Provably Correct Controller Synthesis of Switched Stochastic Systems with Metric Temporal Logic Specifications: A Case Study on Power Systems
Zhe Xu, Yichen Zhang

TL;DR
This paper introduces a method for synthesizing controllers for switched stochastic systems that guarantees probabilistic correctness with respect to metric temporal logic specifications, demonstrated on power system case studies.
Contribution
It develops a stochastic control bisimulation function and an optimization-based control synthesis method with probabilistic guarantees for systems with stochastic uncertainties.
Findings
Successfully applied to power systems with generation loss disturbances.
Achieved probabilistic guarantees for system specifications.

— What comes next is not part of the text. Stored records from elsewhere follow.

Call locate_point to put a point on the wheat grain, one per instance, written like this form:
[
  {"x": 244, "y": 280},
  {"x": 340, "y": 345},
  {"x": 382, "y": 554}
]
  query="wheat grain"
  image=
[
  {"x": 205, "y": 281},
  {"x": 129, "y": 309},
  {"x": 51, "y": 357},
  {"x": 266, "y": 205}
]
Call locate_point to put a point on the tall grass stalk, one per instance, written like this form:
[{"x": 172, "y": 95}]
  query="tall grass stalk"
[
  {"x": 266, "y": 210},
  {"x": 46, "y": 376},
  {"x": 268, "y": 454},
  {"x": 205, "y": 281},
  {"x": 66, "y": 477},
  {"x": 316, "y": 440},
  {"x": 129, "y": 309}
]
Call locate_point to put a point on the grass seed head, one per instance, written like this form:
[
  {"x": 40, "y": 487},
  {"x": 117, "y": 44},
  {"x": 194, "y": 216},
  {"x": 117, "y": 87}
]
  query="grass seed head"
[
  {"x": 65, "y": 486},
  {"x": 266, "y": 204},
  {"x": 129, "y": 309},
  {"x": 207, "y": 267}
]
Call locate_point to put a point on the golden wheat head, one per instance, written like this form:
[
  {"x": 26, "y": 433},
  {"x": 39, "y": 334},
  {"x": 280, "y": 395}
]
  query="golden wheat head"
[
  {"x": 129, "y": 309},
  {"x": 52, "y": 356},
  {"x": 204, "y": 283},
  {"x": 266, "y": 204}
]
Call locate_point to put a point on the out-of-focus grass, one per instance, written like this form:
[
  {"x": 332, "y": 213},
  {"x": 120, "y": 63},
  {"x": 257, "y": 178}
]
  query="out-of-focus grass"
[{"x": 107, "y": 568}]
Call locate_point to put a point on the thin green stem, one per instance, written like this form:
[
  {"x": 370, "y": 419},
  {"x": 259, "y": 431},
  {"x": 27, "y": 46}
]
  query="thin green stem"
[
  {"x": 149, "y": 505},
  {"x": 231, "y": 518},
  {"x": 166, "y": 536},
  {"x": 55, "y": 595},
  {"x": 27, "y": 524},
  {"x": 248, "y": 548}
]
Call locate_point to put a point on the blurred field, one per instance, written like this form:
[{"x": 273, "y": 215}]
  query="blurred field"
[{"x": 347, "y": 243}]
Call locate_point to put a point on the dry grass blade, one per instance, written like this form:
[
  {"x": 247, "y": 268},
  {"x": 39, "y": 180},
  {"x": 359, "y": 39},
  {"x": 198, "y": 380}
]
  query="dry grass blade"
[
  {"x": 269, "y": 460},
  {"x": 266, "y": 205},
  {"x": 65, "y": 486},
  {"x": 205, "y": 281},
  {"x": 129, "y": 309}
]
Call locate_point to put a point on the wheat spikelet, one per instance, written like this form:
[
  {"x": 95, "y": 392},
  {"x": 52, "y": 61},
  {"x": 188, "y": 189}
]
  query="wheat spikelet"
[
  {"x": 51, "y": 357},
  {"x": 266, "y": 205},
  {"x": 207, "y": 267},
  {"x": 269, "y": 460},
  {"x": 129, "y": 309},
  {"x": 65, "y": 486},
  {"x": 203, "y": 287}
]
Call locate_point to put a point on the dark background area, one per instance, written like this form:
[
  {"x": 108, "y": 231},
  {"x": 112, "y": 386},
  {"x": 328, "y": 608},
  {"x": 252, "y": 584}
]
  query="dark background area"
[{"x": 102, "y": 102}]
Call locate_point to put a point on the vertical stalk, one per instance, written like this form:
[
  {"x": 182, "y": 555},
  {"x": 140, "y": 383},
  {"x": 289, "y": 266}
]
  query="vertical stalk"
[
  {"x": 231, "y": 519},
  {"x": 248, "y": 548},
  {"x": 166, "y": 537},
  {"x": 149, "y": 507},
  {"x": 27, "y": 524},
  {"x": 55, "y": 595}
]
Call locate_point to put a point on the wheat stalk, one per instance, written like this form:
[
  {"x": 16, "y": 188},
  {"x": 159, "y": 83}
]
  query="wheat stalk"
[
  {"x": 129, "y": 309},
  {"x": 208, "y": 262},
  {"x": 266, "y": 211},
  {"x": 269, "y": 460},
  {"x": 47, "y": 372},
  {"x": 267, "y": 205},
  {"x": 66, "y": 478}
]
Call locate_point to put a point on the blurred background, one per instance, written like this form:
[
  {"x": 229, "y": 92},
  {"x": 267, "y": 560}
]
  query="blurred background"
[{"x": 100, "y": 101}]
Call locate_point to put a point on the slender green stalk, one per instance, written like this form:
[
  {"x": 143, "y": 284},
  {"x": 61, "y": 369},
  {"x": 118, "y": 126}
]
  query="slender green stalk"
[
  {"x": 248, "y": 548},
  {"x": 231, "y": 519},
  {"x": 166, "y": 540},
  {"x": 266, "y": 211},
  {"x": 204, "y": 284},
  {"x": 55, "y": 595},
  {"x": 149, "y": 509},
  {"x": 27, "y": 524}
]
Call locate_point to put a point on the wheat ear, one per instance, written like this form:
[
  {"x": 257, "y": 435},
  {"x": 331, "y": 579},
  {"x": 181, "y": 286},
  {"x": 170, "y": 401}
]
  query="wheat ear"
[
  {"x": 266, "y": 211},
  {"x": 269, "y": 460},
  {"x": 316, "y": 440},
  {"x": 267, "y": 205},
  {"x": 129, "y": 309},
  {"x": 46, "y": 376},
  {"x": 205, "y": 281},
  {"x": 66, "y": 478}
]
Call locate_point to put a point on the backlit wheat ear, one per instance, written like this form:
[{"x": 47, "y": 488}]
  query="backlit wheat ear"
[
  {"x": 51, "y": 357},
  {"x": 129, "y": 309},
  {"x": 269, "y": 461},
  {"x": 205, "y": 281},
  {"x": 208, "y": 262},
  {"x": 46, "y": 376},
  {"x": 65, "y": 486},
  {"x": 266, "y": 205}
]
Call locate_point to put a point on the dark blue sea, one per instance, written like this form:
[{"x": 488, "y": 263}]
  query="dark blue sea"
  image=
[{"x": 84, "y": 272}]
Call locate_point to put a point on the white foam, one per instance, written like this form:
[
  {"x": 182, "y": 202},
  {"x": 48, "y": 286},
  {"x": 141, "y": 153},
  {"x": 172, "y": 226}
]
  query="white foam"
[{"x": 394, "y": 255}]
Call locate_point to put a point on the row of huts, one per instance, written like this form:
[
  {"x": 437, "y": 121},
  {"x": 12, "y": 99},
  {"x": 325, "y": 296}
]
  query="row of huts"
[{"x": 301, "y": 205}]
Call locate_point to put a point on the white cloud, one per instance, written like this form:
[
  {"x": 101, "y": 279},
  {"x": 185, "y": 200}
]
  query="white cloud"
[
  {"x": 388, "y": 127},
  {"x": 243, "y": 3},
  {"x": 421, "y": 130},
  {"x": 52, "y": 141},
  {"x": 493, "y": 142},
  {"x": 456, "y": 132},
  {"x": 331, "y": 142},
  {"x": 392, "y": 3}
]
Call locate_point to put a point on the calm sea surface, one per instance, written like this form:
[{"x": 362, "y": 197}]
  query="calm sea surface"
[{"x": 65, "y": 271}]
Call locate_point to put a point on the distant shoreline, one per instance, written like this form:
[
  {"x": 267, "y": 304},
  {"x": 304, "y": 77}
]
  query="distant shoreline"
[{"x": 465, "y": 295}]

Validated robustness against initial state variations.
Abstract
In this paper, we present a provably correct controller synthesis approach for switched stochastic control systems with metric temporal logic (MTL) specifications with provable probabilistic guarantees. We first present the stochastic control bisimulation function for switched stochastic control systems, which bounds the trajectory divergence between the switched stochastic control system and its nominal deterministic control system in a probabilistic fashion. We then develop a method to compute optimal control inputs by solving an optimization problem for the nominal trajectory of the deterministic control system with robustness against initial state variations and stochastic uncertainties. We implement our robust stochastic controller synthesis approach on both a four-bus power system and a nine-bus power system under generation loss disturbances, with MTL specifications expressing…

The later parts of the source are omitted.